Google Docs to clean html, good for WordPress posts, emails

WARNING! It appears Google Docs has changed and this script no longer works. 

Google docs is a great platform to write documents, especially when you compare it with the WordPress editor.  It would be good to have a clean way to export a Google doc to a wordpress post or generate nice looking emails. If you copy and paste a Google doc into a WordPress post, it loses many formatting and produces a bloated html with lots of inline style, CSS classes that do not go well with WordPress. So, here’s a solution that will generate a clean HTML from a Google Doc and email it to you so that you can copy and paste it a WordPress post or send to others via email.

For example, here’s a Google Doc:

GoogleDocScreenshot

Once you run the script, it will produce a nice clean email for you:

GoogleDocsEmail

Here’s how to do it:

  1. Open your Google Doc and go to Tools menu, select Script Editor. You should see a new window open with a nice code editor.
  2. Copy and paste the code from here: GoogleDocs2Html
  3. Then from the “Select Editor” menu, choose ConvertGoogleDocToCleanHtml
  4. Click the play button to run the script.
  5. You will get an email containing the HTML output of the Google Doc with inline images.
  6. You can easily forward that email to anyone or copy and paste in a WordPress post.

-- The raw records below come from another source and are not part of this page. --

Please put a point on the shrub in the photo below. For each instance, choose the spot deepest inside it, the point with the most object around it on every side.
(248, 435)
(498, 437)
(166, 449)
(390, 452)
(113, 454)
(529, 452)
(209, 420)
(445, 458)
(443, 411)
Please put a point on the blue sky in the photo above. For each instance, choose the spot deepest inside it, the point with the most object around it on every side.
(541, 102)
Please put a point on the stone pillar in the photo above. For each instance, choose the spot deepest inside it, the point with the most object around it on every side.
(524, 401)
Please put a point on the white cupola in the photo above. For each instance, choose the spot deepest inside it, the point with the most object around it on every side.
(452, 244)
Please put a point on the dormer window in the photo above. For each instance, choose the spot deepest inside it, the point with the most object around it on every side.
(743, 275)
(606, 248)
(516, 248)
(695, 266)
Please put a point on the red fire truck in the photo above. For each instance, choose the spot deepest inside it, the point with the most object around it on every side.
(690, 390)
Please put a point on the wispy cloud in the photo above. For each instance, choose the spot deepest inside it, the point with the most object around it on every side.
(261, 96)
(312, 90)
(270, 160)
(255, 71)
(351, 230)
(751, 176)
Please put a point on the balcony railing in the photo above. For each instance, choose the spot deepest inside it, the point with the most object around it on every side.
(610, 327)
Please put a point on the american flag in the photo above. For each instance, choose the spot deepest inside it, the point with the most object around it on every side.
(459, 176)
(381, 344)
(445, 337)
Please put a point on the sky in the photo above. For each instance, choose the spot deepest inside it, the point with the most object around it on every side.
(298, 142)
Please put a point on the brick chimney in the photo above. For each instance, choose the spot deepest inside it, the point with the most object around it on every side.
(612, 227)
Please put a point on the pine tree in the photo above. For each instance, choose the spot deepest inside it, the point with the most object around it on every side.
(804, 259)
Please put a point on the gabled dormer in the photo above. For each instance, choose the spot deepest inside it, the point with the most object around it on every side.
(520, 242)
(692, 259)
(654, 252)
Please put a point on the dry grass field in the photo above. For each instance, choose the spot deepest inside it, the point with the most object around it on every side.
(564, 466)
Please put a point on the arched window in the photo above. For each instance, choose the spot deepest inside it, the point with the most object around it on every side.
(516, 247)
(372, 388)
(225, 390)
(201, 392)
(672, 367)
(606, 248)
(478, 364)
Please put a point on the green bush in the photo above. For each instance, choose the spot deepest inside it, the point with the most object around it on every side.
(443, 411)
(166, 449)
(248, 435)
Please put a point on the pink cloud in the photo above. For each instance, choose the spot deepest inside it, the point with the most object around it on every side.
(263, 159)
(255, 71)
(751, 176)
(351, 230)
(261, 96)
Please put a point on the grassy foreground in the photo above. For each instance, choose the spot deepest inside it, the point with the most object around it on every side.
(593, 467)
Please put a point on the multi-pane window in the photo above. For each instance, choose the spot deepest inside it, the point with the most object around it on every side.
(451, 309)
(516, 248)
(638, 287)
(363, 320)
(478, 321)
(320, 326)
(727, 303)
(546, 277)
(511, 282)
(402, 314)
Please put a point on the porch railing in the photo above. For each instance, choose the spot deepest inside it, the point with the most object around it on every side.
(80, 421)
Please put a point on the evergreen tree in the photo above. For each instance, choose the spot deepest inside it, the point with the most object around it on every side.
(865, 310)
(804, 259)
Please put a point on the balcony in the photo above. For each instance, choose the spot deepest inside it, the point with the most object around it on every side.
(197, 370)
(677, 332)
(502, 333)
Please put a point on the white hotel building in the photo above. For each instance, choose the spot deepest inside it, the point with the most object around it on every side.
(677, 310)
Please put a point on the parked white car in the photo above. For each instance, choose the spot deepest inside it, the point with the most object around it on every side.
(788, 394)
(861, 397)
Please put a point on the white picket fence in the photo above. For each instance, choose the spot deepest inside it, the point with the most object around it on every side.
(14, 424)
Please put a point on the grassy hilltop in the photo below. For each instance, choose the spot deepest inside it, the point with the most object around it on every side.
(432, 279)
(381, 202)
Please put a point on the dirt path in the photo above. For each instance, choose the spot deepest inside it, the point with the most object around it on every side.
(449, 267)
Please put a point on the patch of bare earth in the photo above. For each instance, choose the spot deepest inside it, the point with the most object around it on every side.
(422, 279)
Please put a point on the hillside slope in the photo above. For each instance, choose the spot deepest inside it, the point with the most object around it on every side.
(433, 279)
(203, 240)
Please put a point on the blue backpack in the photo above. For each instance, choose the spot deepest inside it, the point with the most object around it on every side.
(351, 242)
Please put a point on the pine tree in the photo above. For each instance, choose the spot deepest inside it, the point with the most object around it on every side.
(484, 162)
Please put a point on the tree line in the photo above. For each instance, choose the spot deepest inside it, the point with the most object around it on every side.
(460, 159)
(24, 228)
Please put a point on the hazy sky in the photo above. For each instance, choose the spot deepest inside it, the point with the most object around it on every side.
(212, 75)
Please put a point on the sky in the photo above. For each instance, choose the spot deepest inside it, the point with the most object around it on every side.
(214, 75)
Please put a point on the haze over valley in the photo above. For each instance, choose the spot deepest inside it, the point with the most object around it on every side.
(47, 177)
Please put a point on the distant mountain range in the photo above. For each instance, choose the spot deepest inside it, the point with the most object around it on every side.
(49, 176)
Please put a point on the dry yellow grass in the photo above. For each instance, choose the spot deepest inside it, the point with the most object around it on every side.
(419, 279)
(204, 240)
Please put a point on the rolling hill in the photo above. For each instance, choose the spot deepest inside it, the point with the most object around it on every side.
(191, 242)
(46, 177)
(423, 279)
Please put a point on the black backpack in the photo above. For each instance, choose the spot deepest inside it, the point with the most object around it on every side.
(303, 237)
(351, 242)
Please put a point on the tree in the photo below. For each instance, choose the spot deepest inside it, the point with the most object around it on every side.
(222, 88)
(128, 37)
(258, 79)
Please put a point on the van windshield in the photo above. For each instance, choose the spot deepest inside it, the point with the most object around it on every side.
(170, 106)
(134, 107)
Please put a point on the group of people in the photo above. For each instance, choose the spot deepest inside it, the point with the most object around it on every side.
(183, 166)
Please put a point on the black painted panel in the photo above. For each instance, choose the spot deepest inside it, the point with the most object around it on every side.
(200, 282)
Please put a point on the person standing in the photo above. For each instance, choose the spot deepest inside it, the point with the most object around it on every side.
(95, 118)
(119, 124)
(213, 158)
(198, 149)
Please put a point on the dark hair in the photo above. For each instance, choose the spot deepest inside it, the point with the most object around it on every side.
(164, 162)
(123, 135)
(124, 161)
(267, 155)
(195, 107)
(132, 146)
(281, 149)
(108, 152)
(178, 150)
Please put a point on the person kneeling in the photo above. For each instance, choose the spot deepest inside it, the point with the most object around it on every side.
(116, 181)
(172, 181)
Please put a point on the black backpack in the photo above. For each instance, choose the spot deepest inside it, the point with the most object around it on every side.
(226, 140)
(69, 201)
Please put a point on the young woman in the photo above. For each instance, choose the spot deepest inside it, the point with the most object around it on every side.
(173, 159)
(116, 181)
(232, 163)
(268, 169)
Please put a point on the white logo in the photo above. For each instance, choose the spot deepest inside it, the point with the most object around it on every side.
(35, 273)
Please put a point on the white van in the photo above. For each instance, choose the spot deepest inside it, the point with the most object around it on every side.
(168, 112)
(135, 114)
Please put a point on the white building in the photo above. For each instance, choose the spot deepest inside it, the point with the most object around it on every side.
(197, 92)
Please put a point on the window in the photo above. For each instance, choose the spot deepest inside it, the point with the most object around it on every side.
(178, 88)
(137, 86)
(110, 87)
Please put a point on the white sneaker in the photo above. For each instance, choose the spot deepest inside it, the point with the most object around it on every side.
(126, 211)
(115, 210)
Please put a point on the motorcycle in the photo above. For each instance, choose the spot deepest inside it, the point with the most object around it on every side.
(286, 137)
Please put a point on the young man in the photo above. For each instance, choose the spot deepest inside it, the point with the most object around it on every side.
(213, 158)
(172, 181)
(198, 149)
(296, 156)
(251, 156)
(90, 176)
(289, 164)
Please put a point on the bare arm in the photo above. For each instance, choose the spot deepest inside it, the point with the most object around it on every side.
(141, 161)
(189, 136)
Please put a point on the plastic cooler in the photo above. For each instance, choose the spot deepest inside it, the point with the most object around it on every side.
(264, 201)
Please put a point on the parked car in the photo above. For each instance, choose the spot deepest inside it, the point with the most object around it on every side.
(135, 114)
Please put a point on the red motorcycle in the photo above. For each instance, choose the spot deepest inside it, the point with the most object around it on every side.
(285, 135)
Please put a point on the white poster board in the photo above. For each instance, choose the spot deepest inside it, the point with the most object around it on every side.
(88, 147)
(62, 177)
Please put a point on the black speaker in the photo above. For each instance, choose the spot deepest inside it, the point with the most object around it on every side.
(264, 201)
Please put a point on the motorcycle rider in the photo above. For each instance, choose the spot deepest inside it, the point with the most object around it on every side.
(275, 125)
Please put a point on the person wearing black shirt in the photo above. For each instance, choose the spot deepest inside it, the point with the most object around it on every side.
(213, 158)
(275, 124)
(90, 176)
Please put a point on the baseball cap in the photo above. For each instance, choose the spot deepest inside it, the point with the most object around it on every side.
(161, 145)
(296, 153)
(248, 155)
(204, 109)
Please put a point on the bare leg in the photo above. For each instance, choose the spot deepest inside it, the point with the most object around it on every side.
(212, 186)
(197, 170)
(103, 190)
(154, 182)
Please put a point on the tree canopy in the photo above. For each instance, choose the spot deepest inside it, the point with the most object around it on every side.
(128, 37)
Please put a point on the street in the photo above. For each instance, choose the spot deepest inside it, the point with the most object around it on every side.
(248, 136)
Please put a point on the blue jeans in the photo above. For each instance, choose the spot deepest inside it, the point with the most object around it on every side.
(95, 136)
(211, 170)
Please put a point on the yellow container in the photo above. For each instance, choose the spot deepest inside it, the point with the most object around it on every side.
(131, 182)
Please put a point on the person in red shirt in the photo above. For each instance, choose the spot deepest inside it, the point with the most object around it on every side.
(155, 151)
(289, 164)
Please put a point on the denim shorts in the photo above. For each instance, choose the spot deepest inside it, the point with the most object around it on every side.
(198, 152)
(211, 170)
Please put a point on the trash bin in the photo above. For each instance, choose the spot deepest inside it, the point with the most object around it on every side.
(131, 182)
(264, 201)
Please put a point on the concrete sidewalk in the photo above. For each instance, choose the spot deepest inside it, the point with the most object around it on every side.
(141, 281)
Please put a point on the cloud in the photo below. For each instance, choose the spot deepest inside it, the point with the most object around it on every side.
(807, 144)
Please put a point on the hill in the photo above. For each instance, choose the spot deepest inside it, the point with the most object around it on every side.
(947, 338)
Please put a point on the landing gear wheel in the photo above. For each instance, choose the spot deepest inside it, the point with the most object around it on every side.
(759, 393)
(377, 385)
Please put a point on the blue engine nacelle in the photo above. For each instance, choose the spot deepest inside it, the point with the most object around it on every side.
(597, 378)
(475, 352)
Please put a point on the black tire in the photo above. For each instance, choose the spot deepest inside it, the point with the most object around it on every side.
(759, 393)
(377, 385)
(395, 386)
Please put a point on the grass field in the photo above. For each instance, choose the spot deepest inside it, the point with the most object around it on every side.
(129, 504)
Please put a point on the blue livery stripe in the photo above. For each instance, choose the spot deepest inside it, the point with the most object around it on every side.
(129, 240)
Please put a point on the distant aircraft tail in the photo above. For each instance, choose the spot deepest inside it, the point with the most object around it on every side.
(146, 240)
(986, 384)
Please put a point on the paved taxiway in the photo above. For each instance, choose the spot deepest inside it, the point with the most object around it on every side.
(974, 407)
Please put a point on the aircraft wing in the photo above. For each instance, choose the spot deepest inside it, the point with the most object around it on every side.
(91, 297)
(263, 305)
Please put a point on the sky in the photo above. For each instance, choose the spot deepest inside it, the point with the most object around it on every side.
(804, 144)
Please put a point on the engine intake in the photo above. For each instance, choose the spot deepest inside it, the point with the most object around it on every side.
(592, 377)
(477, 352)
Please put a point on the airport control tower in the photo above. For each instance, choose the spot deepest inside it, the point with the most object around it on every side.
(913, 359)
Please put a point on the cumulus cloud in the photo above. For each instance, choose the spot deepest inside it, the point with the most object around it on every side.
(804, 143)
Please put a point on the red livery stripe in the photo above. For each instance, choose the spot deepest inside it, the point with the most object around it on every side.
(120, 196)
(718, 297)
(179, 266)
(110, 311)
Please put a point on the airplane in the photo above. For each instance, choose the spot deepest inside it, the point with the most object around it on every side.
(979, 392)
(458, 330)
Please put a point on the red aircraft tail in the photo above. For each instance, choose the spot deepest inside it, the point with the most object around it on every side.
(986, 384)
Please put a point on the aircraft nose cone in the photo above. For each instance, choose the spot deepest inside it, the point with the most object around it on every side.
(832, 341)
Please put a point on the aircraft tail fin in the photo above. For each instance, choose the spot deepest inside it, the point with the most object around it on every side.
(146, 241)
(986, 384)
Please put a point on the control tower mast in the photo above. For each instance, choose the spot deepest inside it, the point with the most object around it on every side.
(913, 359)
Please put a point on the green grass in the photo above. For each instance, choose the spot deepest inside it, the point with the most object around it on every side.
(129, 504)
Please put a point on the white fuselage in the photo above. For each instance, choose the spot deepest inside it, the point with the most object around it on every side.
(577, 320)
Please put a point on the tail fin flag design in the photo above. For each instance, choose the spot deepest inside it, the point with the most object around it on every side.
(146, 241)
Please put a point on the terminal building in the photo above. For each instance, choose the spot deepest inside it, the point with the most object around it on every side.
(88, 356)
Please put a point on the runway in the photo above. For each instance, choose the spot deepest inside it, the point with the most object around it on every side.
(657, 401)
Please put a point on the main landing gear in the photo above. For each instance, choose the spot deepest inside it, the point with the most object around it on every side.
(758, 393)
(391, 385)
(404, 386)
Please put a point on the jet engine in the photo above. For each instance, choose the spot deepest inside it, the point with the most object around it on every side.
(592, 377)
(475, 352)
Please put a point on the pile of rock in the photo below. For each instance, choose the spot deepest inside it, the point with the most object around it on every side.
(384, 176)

Here’s how the code works:

First it will loop through the elements (paragraph, images, lists) in the body:

function ConvertGoogleDocToCleanHtml() {
  var body = DocumentApp.getActiveDocument().getBody();
  var numChildren = body.getNumChildren();
  var output = [];
  var images = [];
  var listCounters = {};

  // Walk through all the child elements of the body.
  for (var i = 0; i < numChildren; i++) {
    var child = body.getChild(i);
    output.push(processItem(child, listCounters, images));
  }

  var html = output.join('\r');
  emailHtml(html, images);
  //createDocumentForHtml(html, images);
}

The processItem function takes care of generating proper html output from a Doc Element. The code for this function is long as it handles Paragraph, Text block, Image, Lists. Best to read through the code to see how it works. When the proper html is generated and the images are discovered, the emailHtml function generates a nice html email, with inline images and sends to your Gmail account:

function emailHtml(html, images) {
  var inlineImages = {};
  for (var j=0; j<images.length; j++) {
    inlineImages[[images[j].name]] = images[j].blob;
  }

  var name = DocumentApp.getActiveDocument().getName()+".html";

  MailApp.sendEmail({
     to: Session.getActiveUser().getEmail(),
     subject: name,
     htmlBody: html,
     inlineImages: inlineImages
   });
}

Enjoy!

Remember images in the email are inline images. If you copy and paste into WordPress, the images won’t get automatically uploaded to WordPress. You will have to manually download and upload each image to WordPress. It’s a pain. But that’s the problem with WordPress editor.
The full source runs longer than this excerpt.